Digital libraries are becoming increasingly popular research areas for information retrieval of database methods and techniques. Universities, governmental agencies, scientific organizations and other groups are opting to collaboratively build and own a massive, centrally pooled library of data that users can access with just a few keyboard clicks. Four faculty members in Old Dominion's Department of Computer Sciences are leading an internationally recognized effort to construct and demonstrate novel digital library services. The group's work has been funded by various federal and state agencies, including the National Science Foundation, NASA, Los Alamos National Laboratory and the U.S. Navy.

"The most important problem facing digital libraries is that all digital libraries are islands," says Kurt Maly, chair of computer science, who is leading Old Dominion's digital library group along with Mohammad Zubair, professor of computer science. "Each digital library owns its software and user group and has its own purpose."


Kurt Maly

 

 


Mohammad Zubair

 

According to Maly, connecting these islands makes different information resources from anywhere on the World Wide Web more accessible to users. Enter the Open Archives Initiative. The OAI, which evolved from the need to increase access to scholarly publications by creating interoperable digital libraries, solves problems of digital library interoperability by defining simple protocols for information retrieval.

The Beginnings of OAI

Launched in 1998 at the Los Alamos National Laboratory, the core concept of OAI was initially known as the "Santa Fe Convention." The Universal Preprint Service Prototype was developed under the lead of Old Dominion's research team. The Prototype harvested nearly 200,000 records from several different archives and created an attractive environment for users. "It was incredibly difficult to do, but we built it and it worked," recalls Maly.

The OAI divided the world into data providers and service providers. Data providers consisted of digital libraries that expose metadata (which is basically data about data), including a topic's author, title and other crucial information that identifies the material to all who wish to access it.

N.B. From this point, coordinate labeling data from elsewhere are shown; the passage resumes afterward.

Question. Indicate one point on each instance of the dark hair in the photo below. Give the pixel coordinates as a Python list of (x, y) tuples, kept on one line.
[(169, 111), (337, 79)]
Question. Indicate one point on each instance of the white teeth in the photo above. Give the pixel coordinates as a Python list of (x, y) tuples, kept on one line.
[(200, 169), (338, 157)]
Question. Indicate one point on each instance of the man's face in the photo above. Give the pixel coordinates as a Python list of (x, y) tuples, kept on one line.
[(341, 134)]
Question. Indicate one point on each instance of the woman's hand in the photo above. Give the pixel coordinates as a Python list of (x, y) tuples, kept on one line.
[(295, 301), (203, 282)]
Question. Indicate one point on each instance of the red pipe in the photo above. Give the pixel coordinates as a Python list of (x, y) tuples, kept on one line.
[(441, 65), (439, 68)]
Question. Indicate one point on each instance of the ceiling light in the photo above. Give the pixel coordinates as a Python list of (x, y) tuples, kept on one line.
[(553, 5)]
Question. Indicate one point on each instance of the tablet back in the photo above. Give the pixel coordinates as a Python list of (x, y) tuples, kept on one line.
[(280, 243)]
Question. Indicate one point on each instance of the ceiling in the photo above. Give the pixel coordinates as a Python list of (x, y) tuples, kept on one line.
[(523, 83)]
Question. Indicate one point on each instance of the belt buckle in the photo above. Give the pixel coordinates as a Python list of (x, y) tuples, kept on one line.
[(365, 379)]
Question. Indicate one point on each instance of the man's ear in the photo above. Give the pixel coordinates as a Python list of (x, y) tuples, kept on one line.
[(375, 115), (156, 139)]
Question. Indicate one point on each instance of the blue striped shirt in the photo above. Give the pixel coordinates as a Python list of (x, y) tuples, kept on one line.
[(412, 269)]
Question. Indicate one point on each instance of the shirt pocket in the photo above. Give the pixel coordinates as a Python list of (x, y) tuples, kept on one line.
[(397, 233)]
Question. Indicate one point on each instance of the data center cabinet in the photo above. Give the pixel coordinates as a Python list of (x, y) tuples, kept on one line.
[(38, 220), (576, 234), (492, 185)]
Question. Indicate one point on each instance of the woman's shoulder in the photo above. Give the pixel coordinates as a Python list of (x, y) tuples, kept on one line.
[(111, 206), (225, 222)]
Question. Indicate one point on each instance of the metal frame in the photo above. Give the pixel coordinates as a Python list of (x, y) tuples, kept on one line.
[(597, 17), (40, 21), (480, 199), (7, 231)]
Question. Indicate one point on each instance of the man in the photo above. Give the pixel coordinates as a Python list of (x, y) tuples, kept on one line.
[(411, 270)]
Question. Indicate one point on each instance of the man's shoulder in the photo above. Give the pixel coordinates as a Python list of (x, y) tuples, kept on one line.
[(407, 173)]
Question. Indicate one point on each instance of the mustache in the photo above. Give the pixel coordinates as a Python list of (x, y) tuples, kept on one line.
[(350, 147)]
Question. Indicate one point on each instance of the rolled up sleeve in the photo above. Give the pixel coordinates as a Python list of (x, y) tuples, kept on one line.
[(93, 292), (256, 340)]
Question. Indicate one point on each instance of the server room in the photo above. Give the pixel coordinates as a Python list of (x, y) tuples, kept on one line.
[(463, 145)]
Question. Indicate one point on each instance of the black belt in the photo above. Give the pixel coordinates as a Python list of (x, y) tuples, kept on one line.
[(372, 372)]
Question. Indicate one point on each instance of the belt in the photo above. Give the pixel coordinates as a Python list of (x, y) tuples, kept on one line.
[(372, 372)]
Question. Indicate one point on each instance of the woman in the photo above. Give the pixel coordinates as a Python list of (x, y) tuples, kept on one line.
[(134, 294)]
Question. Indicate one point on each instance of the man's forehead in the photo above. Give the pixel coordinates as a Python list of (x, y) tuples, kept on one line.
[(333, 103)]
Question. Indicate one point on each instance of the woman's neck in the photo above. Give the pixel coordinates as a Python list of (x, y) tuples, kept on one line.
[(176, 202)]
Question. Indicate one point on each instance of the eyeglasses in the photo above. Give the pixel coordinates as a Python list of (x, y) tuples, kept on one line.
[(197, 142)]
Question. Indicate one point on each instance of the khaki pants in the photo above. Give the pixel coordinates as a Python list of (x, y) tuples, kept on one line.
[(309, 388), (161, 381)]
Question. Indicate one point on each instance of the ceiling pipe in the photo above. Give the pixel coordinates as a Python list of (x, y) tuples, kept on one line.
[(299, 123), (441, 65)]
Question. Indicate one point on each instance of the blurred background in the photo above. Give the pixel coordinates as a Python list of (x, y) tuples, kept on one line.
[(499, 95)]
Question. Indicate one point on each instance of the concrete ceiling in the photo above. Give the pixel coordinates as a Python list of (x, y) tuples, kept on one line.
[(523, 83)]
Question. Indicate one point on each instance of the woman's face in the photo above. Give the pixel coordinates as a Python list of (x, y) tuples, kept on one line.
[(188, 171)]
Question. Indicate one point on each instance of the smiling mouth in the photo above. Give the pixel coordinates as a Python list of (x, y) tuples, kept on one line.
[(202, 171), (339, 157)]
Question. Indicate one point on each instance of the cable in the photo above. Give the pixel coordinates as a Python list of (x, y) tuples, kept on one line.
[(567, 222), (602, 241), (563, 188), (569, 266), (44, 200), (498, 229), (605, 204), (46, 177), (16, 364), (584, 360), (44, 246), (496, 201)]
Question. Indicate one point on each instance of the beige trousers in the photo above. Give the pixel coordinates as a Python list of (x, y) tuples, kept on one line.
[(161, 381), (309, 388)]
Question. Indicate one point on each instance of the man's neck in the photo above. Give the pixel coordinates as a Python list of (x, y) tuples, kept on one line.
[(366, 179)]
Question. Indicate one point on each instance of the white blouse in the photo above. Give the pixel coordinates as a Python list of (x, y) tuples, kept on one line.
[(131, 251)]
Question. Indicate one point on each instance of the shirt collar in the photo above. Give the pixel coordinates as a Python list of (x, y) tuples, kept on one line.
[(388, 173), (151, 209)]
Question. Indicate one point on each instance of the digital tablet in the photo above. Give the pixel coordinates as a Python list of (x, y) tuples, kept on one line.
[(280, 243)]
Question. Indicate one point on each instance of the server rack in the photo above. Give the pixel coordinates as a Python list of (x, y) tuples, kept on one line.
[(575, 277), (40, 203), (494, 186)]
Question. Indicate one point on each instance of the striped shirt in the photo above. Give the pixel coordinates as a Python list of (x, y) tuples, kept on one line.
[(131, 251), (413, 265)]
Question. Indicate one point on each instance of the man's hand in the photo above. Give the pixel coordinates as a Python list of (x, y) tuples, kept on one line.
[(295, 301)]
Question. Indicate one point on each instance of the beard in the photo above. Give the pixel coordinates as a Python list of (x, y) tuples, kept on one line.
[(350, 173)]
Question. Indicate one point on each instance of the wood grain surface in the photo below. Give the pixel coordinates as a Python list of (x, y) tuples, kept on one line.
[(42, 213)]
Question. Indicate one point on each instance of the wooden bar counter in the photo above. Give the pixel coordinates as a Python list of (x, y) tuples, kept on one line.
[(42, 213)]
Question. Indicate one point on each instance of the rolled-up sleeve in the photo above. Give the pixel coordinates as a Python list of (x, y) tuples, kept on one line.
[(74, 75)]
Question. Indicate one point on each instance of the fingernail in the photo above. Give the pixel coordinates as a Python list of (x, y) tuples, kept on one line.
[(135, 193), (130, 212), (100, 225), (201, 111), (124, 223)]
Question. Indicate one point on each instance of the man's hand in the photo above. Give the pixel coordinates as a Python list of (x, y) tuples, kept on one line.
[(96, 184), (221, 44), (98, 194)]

Service providers harvest metadata, putting the information together to provide a service, such as a search.

"To relate it to the physical world, I make copies of a catalog of cards and put them in one case so users can come to that place and look at any part of the book in which they are interested," explains Zubair.

The group returned to Los Alamos in 1999, at which time the Santa Fe Convention was renamed the Open Archives Initiative, and an international movement to build bridges across islands of digital libraries took shape.

"OAI was born, and the movement really blossomed," Maly recalls. "Libraries all over the world were participating. OAI does for digital libraries what the Internet did for islands of isolated networks."

ARC - the Google of Digital Libraries

Xiaoming Liu, a Ph.D. student in computer science, Maly, Zubair and Michael Nelson, assistant professor in computer science, immediately set out to develop ARC, the first federated digital library which went online in 2001. One of the first federated search services based on OAI protocols, ARC harvests metadata from various OAI compliant archives, standardizes them and stores them in a search service. As a federation of over 160 libraries, ARC currently has more than 6 million metadata records.

"The contents are at the U.S. Library of Congress," Maly says. "But the metadata is in Old Dominion's service. We point to the contents."

Zubair compares searching ARC to using the Google search engine to find Web pages. "What Google has done for the Web, we want to do for digital libraries."

Maly adds that Google handles billions of Web sites. "We are probably three orders of magnitudes away from that."

More than 160 digital libraries participate in ARC, including the Library of Congress, Virginia Tech, Humboldt-University of Berlin and ImageBase. All have joined OAI and are OAI compliant. "This is a living federation," says Maly. "We go out daily and harvest the latest things published in the libraries. Every day there will be more articles. A year ago, we had 1.5 million records. This has become one of the major pieces of software that other universities use to establish smaller communities of libraries."

He adds that other organizations that are not part of ARC have used software developed by Old Dominion computer scientists to create their own communities of federated digital libraries.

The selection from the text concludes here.